Earlier this year, just as the gardeners divvied up plots and water access in anticipation of the growing season, the trust decided it was time to sell. Michael Buchenau was among the first to hear the news. 
"We were calling the owners to tell them that we were headed toward putting a tap in" at the request of Denver Water, says Buchenau, executive director of Denver Urban Gardens. That organization has represented the garden since 1985. 
"(The owner's) posture had changed," Buchenau says of those conversations earlier this year. The property manager kindly, but firmly, asked that all gardening cease. Concerned community members scrambled for a solution. 

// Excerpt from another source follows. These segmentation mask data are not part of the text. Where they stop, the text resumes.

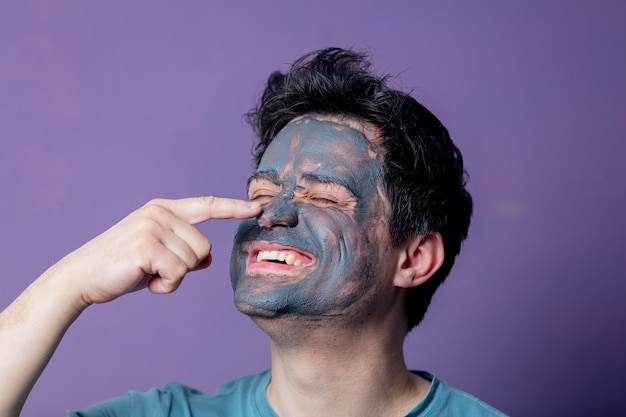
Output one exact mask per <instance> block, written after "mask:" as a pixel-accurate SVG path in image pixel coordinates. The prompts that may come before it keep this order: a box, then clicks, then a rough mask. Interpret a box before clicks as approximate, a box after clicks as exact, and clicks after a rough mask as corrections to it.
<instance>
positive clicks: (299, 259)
mask: <svg viewBox="0 0 626 417" xmlns="http://www.w3.org/2000/svg"><path fill="white" fill-rule="evenodd" d="M256 261H257V262H276V263H283V264H286V265H293V266H300V265H302V261H301V260H300V259H296V255H295V254H293V253H291V252H289V251H278V250H262V251H259V253H258V254H257V255H256Z"/></svg>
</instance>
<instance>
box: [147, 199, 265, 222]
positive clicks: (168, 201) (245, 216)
mask: <svg viewBox="0 0 626 417" xmlns="http://www.w3.org/2000/svg"><path fill="white" fill-rule="evenodd" d="M155 204H159V205H162V206H163V207H166V208H167V209H169V210H170V211H171V212H172V213H174V215H176V216H177V217H179V218H180V219H182V220H184V221H186V222H187V223H190V224H198V223H202V222H205V221H207V220H210V219H247V218H249V217H255V216H258V215H259V214H260V213H261V204H259V203H256V202H251V201H246V200H238V199H234V198H221V197H213V196H205V197H190V198H182V199H179V200H155Z"/></svg>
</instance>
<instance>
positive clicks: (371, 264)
mask: <svg viewBox="0 0 626 417" xmlns="http://www.w3.org/2000/svg"><path fill="white" fill-rule="evenodd" d="M385 81H386V80H385V78H384V77H382V78H381V77H378V76H375V75H373V74H371V73H370V72H369V64H368V62H367V61H366V59H365V57H364V56H363V55H361V54H358V53H355V52H352V51H345V50H342V49H335V48H332V49H326V50H323V51H318V52H315V53H312V54H309V55H306V56H304V57H302V58H300V59H299V60H298V61H296V62H295V63H294V64H293V66H292V68H291V70H290V71H289V72H288V73H287V74H285V75H283V74H280V73H274V74H272V75H271V76H270V79H269V81H268V85H267V87H266V90H265V92H264V94H263V97H262V98H261V100H260V103H259V105H258V107H257V108H256V109H255V110H253V111H252V112H250V113H249V115H248V116H249V120H250V122H251V123H252V125H253V127H254V128H255V130H256V133H257V134H258V136H259V138H260V143H259V145H258V146H257V148H256V154H255V155H256V162H257V169H256V171H255V172H254V174H253V175H252V176H251V177H250V179H249V182H248V193H249V199H250V200H251V202H249V203H248V202H243V201H237V200H228V199H219V198H213V197H208V198H197V199H184V200H177V201H169V200H155V201H152V202H150V203H148V204H147V205H146V206H144V207H143V208H141V209H139V210H137V211H136V212H134V213H132V214H131V215H129V216H128V217H127V218H126V219H124V220H122V221H121V222H120V223H119V224H117V225H116V226H114V227H112V228H111V229H109V230H108V231H106V232H105V233H104V234H102V235H101V236H99V237H97V238H95V239H94V240H92V241H91V242H89V243H87V244H86V245H85V246H83V247H82V248H80V249H78V250H77V251H75V252H73V253H72V254H70V255H68V256H67V257H66V258H64V259H63V260H61V261H60V262H59V263H58V264H56V265H54V266H53V267H52V268H50V269H49V270H48V271H46V272H45V273H44V274H43V275H42V276H41V277H40V278H39V279H37V280H36V281H35V282H34V283H33V284H32V285H31V286H30V287H29V288H28V289H27V290H26V291H25V292H24V293H23V294H22V295H21V296H20V297H19V298H18V299H17V300H16V301H15V302H14V303H13V304H12V305H11V306H9V308H8V309H7V310H6V311H5V312H3V313H2V316H0V332H1V333H0V334H1V336H0V340H1V342H0V357H2V358H10V360H3V361H2V362H3V363H2V364H0V374H2V375H3V376H5V377H4V378H3V380H2V382H0V384H2V386H1V389H2V392H3V399H2V402H1V403H0V407H1V408H0V412H1V413H2V416H11V415H17V414H18V413H19V410H20V409H21V406H22V404H23V402H24V401H25V399H26V396H27V394H28V392H29V390H30V388H31V387H32V385H33V384H34V382H35V380H36V379H37V377H38V376H39V374H40V372H41V371H42V370H43V368H44V367H45V365H46V363H47V361H48V359H49V358H50V356H51V355H52V353H53V351H54V349H55V347H56V345H57V344H58V342H59V340H60V339H61V337H62V336H63V333H64V331H65V330H66V329H67V328H68V326H69V325H70V324H71V323H72V322H73V320H74V319H76V317H78V315H79V314H80V312H82V311H83V310H84V309H85V308H86V307H87V306H89V305H91V304H93V303H103V302H108V301H111V300H113V299H114V298H117V297H118V296H120V295H123V294H125V293H128V292H131V291H135V290H137V289H140V288H143V287H148V288H149V289H150V290H151V291H153V292H157V293H167V292H171V291H174V290H175V289H176V288H177V287H178V285H179V284H180V282H181V280H182V278H183V277H184V275H185V274H186V273H187V272H189V271H193V270H197V269H200V268H204V267H207V266H208V265H209V264H210V262H211V255H210V247H211V245H210V242H209V241H208V240H207V239H206V238H205V237H204V236H203V235H202V234H201V233H200V232H199V231H198V230H197V229H195V228H194V227H193V226H192V225H193V224H196V223H199V222H202V221H206V220H208V219H212V218H239V219H242V220H241V222H240V224H239V227H238V229H237V232H236V234H235V239H234V244H233V251H232V256H231V281H232V284H233V288H234V291H235V303H236V306H237V308H238V309H239V310H240V311H242V312H243V313H245V314H247V315H249V316H250V317H251V318H252V319H253V320H254V321H255V322H256V323H257V324H258V325H259V326H260V327H261V328H262V329H263V330H264V331H265V332H266V333H267V334H268V335H269V336H270V339H271V347H272V369H271V371H266V372H263V373H261V374H259V375H252V376H246V377H242V378H239V379H236V380H234V381H231V382H229V383H227V384H224V385H223V386H222V387H220V388H219V389H218V391H217V392H216V393H215V394H212V395H208V394H203V393H200V392H198V391H196V390H193V389H192V388H189V387H186V386H183V385H180V384H174V383H170V384H167V385H166V386H165V387H164V388H163V389H160V390H157V389H153V390H151V391H149V392H147V393H137V392H131V393H130V394H129V395H128V396H126V397H121V398H117V399H114V400H110V401H105V402H103V403H101V404H96V405H94V406H92V407H90V408H88V409H85V410H83V411H82V412H76V413H69V415H85V416H113V415H114V416H122V415H123V416H134V415H136V416H166V415H167V416H197V415H215V416H277V415H278V416H282V417H285V416H288V417H298V416H342V417H350V416H405V415H408V416H425V415H446V416H452V415H459V416H461V415H462V416H499V415H502V414H500V413H499V412H497V411H496V410H494V409H492V408H491V407H489V406H487V405H485V404H484V403H482V402H480V401H479V400H477V399H475V398H473V397H471V396H469V395H467V394H465V393H462V392H460V391H457V390H455V389H454V388H452V387H450V386H449V385H447V384H445V383H443V382H441V381H439V380H437V379H436V378H435V377H434V376H433V375H432V374H429V373H426V372H410V371H408V370H407V368H406V365H405V362H404V357H403V352H402V344H403V340H404V338H405V336H406V334H407V332H408V331H410V330H411V329H412V328H413V327H414V326H415V325H417V324H418V323H419V322H420V321H421V319H422V318H423V316H424V313H425V311H426V309H427V307H428V304H429V302H430V299H431V297H432V294H433V292H434V291H435V289H436V288H437V287H438V286H439V284H440V283H441V282H442V281H443V280H444V279H445V277H446V276H447V275H448V273H449V271H450V268H451V267H452V265H453V263H454V259H455V257H456V255H457V254H458V252H459V250H460V246H461V242H462V241H463V239H464V238H465V237H466V235H467V230H468V227H469V221H470V217H471V211H472V202H471V197H470V196H469V194H468V193H467V191H466V190H465V172H464V169H463V161H462V157H461V153H460V152H459V150H458V149H457V148H456V147H455V146H454V144H453V143H452V141H451V140H450V138H449V135H448V133H447V131H446V129H445V128H444V126H443V125H442V124H441V123H440V122H439V121H438V120H437V119H436V118H435V117H434V116H433V115H432V114H431V113H430V112H429V111H428V110H426V109H425V108H424V107H423V106H421V105H420V104H418V103H417V102H416V101H415V100H414V99H412V98H411V97H410V96H408V95H406V94H404V93H401V92H399V91H395V90H393V89H390V88H389V87H387V86H386V84H385ZM15 340H22V341H24V342H22V343H20V345H19V346H18V345H17V344H14V343H12V341H15ZM23 346H27V349H26V350H25V349H24V348H23ZM7 376H8V377H7Z"/></svg>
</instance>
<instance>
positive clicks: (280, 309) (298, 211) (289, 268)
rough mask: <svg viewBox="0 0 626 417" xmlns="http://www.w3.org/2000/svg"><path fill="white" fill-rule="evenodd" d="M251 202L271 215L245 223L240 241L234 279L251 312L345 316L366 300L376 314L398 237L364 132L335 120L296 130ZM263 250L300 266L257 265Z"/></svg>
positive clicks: (236, 293) (312, 124)
mask: <svg viewBox="0 0 626 417" xmlns="http://www.w3.org/2000/svg"><path fill="white" fill-rule="evenodd" d="M248 194H249V197H250V200H252V201H255V202H259V203H261V204H262V205H263V212H262V214H261V216H260V217H259V218H257V219H246V220H243V221H241V222H240V224H239V227H238V229H237V232H236V235H235V239H234V246H233V252H232V256H231V281H232V284H233V288H234V290H235V302H236V305H237V307H238V308H239V309H240V310H241V311H242V312H244V313H246V314H249V315H252V316H264V317H271V316H276V315H281V314H292V315H304V316H309V317H322V316H326V317H337V316H344V315H346V314H348V312H351V313H352V310H353V306H354V305H355V304H357V303H358V302H360V301H362V300H368V302H367V303H366V304H367V305H368V308H371V305H372V304H373V303H374V302H375V301H376V298H377V295H378V294H379V293H380V292H381V291H382V286H383V284H382V283H383V282H384V278H385V277H386V276H389V274H390V270H389V269H388V268H387V265H389V252H388V250H387V248H388V247H389V245H386V244H384V242H390V238H389V236H388V232H387V230H388V227H387V221H386V216H384V215H382V216H381V213H387V206H388V203H387V200H386V198H385V197H384V194H383V192H382V180H381V161H380V156H379V155H378V154H377V153H376V152H375V151H374V150H373V146H372V145H371V144H370V142H369V141H368V139H367V138H366V137H365V136H364V135H363V133H361V132H360V131H358V130H356V129H353V128H351V127H348V126H346V125H345V124H340V123H336V122H333V121H329V120H316V119H313V118H303V119H298V120H295V121H293V122H291V123H290V124H288V125H287V126H286V127H285V128H284V129H283V130H282V131H281V132H280V133H279V134H278V135H277V136H276V138H275V139H274V140H273V141H272V142H271V143H270V145H269V146H268V148H267V150H266V152H265V154H264V155H263V158H262V160H261V162H260V164H259V167H258V169H257V170H256V172H255V173H254V174H253V176H252V177H251V178H250V180H249V186H248ZM381 242H383V244H381ZM263 249H265V250H269V249H274V250H279V251H284V252H285V253H293V254H294V256H295V257H296V258H297V259H299V260H300V261H301V265H298V266H295V265H285V264H279V263H273V262H256V256H257V253H258V251H259V250H263ZM364 308H365V307H364Z"/></svg>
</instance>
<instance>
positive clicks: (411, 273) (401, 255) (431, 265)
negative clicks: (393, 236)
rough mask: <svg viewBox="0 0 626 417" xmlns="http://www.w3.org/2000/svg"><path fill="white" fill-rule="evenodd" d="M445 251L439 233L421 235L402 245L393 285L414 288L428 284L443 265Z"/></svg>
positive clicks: (402, 286)
mask: <svg viewBox="0 0 626 417" xmlns="http://www.w3.org/2000/svg"><path fill="white" fill-rule="evenodd" d="M444 258H445V250H444V248H443V238H442V237H441V235H440V234H439V233H438V232H435V233H428V234H426V235H419V236H416V237H414V238H411V239H409V240H408V241H407V242H406V243H405V244H404V245H402V252H401V253H400V257H399V258H398V268H397V269H396V274H395V276H394V280H393V283H394V285H395V286H397V287H400V288H413V287H417V286H418V285H421V284H423V283H424V282H426V281H427V280H428V279H429V278H430V277H431V276H432V275H433V274H434V273H435V272H437V270H439V268H440V267H441V265H442V264H443V260H444Z"/></svg>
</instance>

One neighbor wanted to buy the land herself and preserve it for the garden. Others tried to hatch a plan where individual gardeners purchased square-feet of the property, which would add up to a type of garden co-op. 
Most of the 60-plus gardens D.U.G. manages are on institutional or municipal land. The organization owns a handful of properties, but those were donations. Rewind six years and there was a movement underfoot in Capitol Hill to devise a group ownership plan for the Emerson Garden property, with hopes of avoiding just this type of quagmire. 
"Then 9/11 happened," Buchenau says, "and the gardeners felt uncomfortable asking people to put money toward the garden." 
For now, members of the trust that owns the land are taking time to establish their selling price. That could be a bad omen. 
"The owners told us a ballpark amount, but if they're having trouble coming up with an exact figure, someone probably wants more," Buchenau says. 
Consider that AmCap, the corporation enlisted to oversee the site, has King Soopers, Safe- 
way, Starbucks and Checker Auto Parts outlets leasing properties all over the country. 
The upside is that this challenge to Emerson Community Garden has prompted the kind of neighborhood camaraderie that first gave birth to the garden in the 1970s. 
"We see this as an opportunity to engage the neighborhood," says Mary Fulton, a policy analyst whose apartment overlooks a sliver of space where she had hoped to do some Xeriscaping. Even before Fulton was a gardener, she liked to loaf around the blooming grounds. 
"This garden has existed for 30 years," she says. "We want to sustain that tradition. This is larger than just these individual plots."